Explanation regarding multiplying linear biases with q.k^T

ofirpress / attention_with_linear_biases

Code for the ALiBi method for transformer language models (ICLR 2022)

MIT License

497 stars 38 forks source link

Explanation regarding multiplying linear biases with q.k^T #7

Closed sayakpaul closed 2 years ago

sayakpaul commented 2 years ago

From the paper:

But the README recommends multiplying the linear biases with the mask: https://github.com/ofirpress/attention_with_linear_biases/blob/master/fairseq/models/transformer.py#L1022

What I'm struggling to understand is how does that translate to multiplying the linear biases before softmaxing the output of q.k^T.

Thanks in advance.

ofirpress commented 2 years ago

Ya it's just an implementation trick to make runtime faster.

What we want to do is:

attn = q*k + alibi_bias + mask

but to make it faster, basically what we do is:

mask = mask + alibi_bias
attn = q*k + mask

So both approaches are equivalent, but the second runs faster.

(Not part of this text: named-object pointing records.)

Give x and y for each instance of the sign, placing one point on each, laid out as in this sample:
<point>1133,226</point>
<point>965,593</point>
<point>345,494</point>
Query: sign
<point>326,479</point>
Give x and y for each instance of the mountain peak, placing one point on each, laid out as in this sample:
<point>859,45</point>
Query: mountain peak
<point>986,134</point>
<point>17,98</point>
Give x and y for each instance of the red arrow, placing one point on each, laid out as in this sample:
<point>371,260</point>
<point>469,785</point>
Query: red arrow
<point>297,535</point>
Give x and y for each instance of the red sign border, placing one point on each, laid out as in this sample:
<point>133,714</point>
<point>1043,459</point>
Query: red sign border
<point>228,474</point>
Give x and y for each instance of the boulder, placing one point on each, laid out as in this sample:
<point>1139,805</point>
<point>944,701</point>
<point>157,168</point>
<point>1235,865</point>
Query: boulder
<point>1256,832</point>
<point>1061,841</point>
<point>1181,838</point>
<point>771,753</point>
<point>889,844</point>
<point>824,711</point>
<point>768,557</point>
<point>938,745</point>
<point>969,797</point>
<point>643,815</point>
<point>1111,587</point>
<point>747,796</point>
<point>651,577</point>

sayakpaul commented 2 years ago

Appreciate the clarification thank you.

ofirpress commented 2 years ago

Oh I didn't write this, but the reason this runs faster is because we run the mask = mask + alibi_bias line just once and re-use it many times.

sayakpaul commented 2 years ago

@ofirpress I have another similar question but it's about an implementation detail.

My parameters are the following:

Number of attention heads: 8
Projection dimension: 768
Maximum sequence length of training data: 512
Maximum tokens: 1024

Now, the q.k^T should be (for a batch size of 1): (1, 8, 512, 512) while alibi would be: (16, 1, 512) (as per the calculations shown in the repository).

If I were to do: attention_scores = attention_scores + alibi in this case it won't be broadcastable and naturally will result in an error. Am I missing out on anything here?